札幌市交通局は17日、ニッケル水素電池を使った川崎重工業路面電車「SWIMO(スイモ)」の試運転を始めた。【略】市民からはJR札幌駅前乗り入れを求める声もあるが、赤字経営に悩む市交通局は「非電化区間として路線を延長するわけではない」と慎重な姿勢だ。

鉄道路線のうち、電気機関車または電動客車もしくは電動貨車が走れるように設備を整えた区間を「電化区間」と呼ぶ。これは考えてみればおかしな言い方だ。なぜなら、「電化」という言葉には、もともと電化されていなかったものが電化されるという動的な含みがあるからだ。
昔の鉄道はほとんど妃殿下、もとい非電化で、それが徐々に電化されていったという歴史的経緯があるため、「電化」という言葉の余計な含みはあまり問題にならなかった。しかし、近年の都市近郊路線は最初から電車が走れるようにつくっているのだから、これを「電化区間」と呼ぶのは本当は適切ではないし、電化区間の電線を外して電車が走れないようにしたところを「妃殿下、もとい、非電化区間」と呼ぶのもおかしい。だが、「電化」のもつ動的な含みを持たず、この言葉の背後にある電化進歩史観*1から免れた中立的な言葉は今のところ存在しないので、おかしさに気づいている人でもこの言葉を使わざるをえないのが実情だ。

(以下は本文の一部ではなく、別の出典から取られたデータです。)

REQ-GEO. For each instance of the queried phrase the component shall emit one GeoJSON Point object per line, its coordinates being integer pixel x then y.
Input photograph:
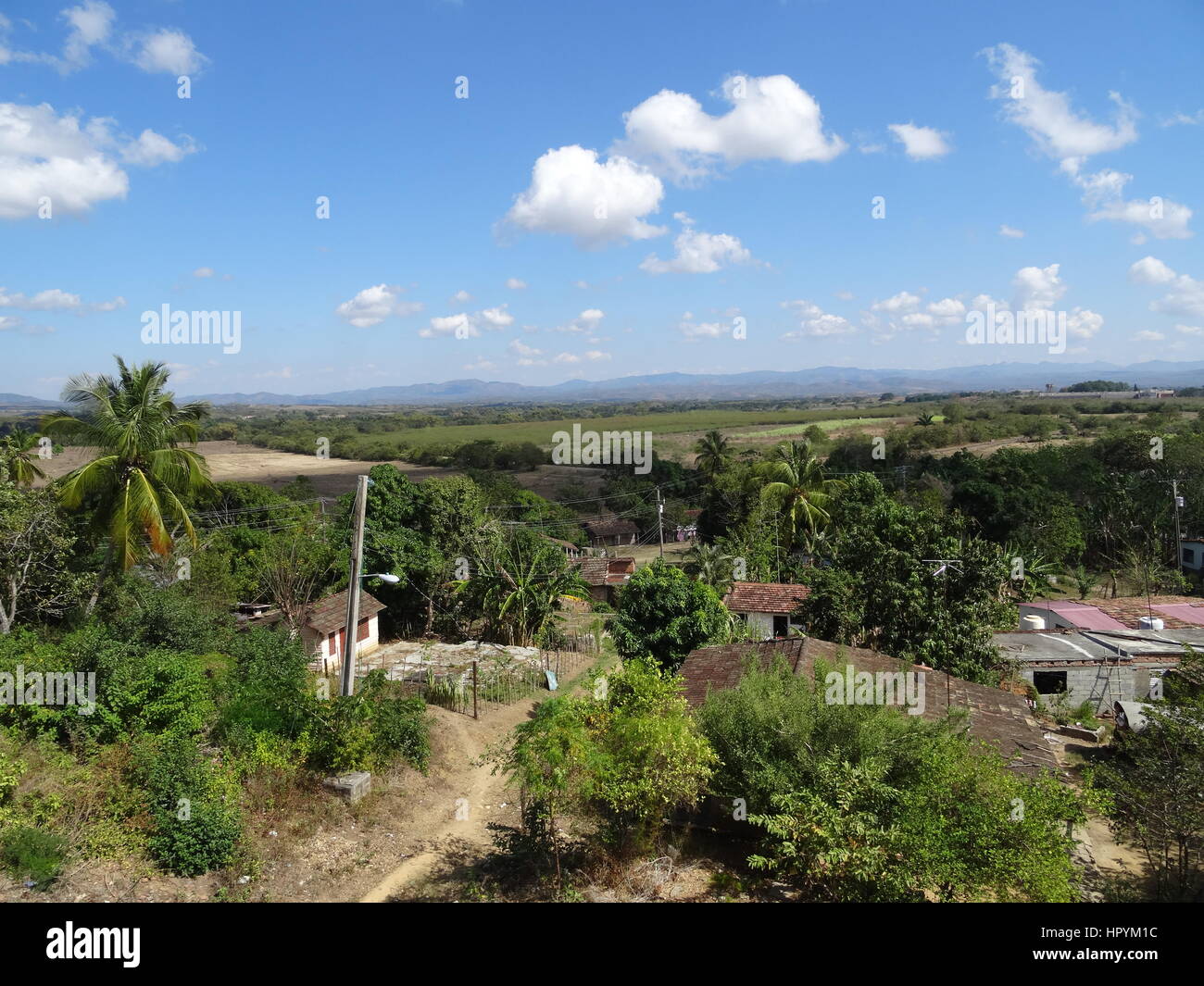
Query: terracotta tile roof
{"type": "Point", "coordinates": [996, 717]}
{"type": "Point", "coordinates": [330, 614]}
{"type": "Point", "coordinates": [609, 528]}
{"type": "Point", "coordinates": [606, 571]}
{"type": "Point", "coordinates": [765, 596]}
{"type": "Point", "coordinates": [1128, 612]}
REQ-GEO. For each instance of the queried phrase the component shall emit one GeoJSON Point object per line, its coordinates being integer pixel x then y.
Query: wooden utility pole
{"type": "Point", "coordinates": [353, 589]}
{"type": "Point", "coordinates": [660, 517]}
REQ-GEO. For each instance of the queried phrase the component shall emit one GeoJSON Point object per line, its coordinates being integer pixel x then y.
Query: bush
{"type": "Point", "coordinates": [192, 802]}
{"type": "Point", "coordinates": [32, 854]}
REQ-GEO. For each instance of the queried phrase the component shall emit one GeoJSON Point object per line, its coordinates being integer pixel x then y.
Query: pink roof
{"type": "Point", "coordinates": [1080, 614]}
{"type": "Point", "coordinates": [1185, 612]}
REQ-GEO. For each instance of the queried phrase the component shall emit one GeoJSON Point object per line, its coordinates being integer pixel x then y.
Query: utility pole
{"type": "Point", "coordinates": [660, 516]}
{"type": "Point", "coordinates": [353, 589]}
{"type": "Point", "coordinates": [1179, 502]}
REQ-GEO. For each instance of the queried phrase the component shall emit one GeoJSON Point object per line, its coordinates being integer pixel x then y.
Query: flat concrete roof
{"type": "Point", "coordinates": [1088, 646]}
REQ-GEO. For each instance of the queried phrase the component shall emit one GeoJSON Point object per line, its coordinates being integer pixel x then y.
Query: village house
{"type": "Point", "coordinates": [606, 576]}
{"type": "Point", "coordinates": [995, 716]}
{"type": "Point", "coordinates": [324, 631]}
{"type": "Point", "coordinates": [612, 532]}
{"type": "Point", "coordinates": [1098, 666]}
{"type": "Point", "coordinates": [766, 605]}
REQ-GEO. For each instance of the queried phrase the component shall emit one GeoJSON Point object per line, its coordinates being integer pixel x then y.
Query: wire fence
{"type": "Point", "coordinates": [478, 686]}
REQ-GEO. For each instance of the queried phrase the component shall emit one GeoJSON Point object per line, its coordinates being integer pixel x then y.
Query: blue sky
{"type": "Point", "coordinates": [621, 185]}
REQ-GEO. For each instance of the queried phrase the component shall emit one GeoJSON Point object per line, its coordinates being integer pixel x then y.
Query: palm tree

今年の夏に小海線に乗りに行ったときに、JR東日本が誇る世界初のハイブリッド鉄道車輌キハ200形気動車に乗車した。乗り心地はまさに電車のそれだったので大いに感心すると同時に、この車輌を気動車にカテゴライズするのは適切なのかどうかという疑問を抱いた。さらに、もしキハ200形を電車とみなすなら小海線は電化区間だということになるのだろうか、とも。これらの疑問は非常に重大かつ困難なものであり、自力での解決はほぼ不可能だと思われた。だが、他人の手を煩わせるほどのものでもない。結局、そうこうするうちに問題そのものを忘れてしまい、自然消滅した。
閑話休題
冒頭で紹介した記事に出てくる水素電池やリチウム電池を使った車輌は間違いなく電車だと断言できる。だから、キハ200形のようなコウモリ問題は生じないのだが、もう一つの問題、すなわち当該車輌が運行する路線は電化区間なのか妃殿下、もとい、非電化区間なのか、という問題はここでも大きくのしかかってくる。幸い、今のところ試運転の段階なので、この問題は表面化していないが、これが本格的に営業運転を始めたら大変なことになるだろう。きっと、札幌市交通局の中の人も軽々しく「妃殿下、もとい、非電化区間として路線を延長」云々とは言えないだろう。このような事態を避けるためにも、電池で動く電車が妃殿下、もとい、非電化区間を走ることを規制すべきだと思うのだが、どうだろう?

*1:これは今でっち上げた言葉だ。要するに、電車が走れない状態から電車が走れる状態へと鉄道は進歩するという歴史観のことだ。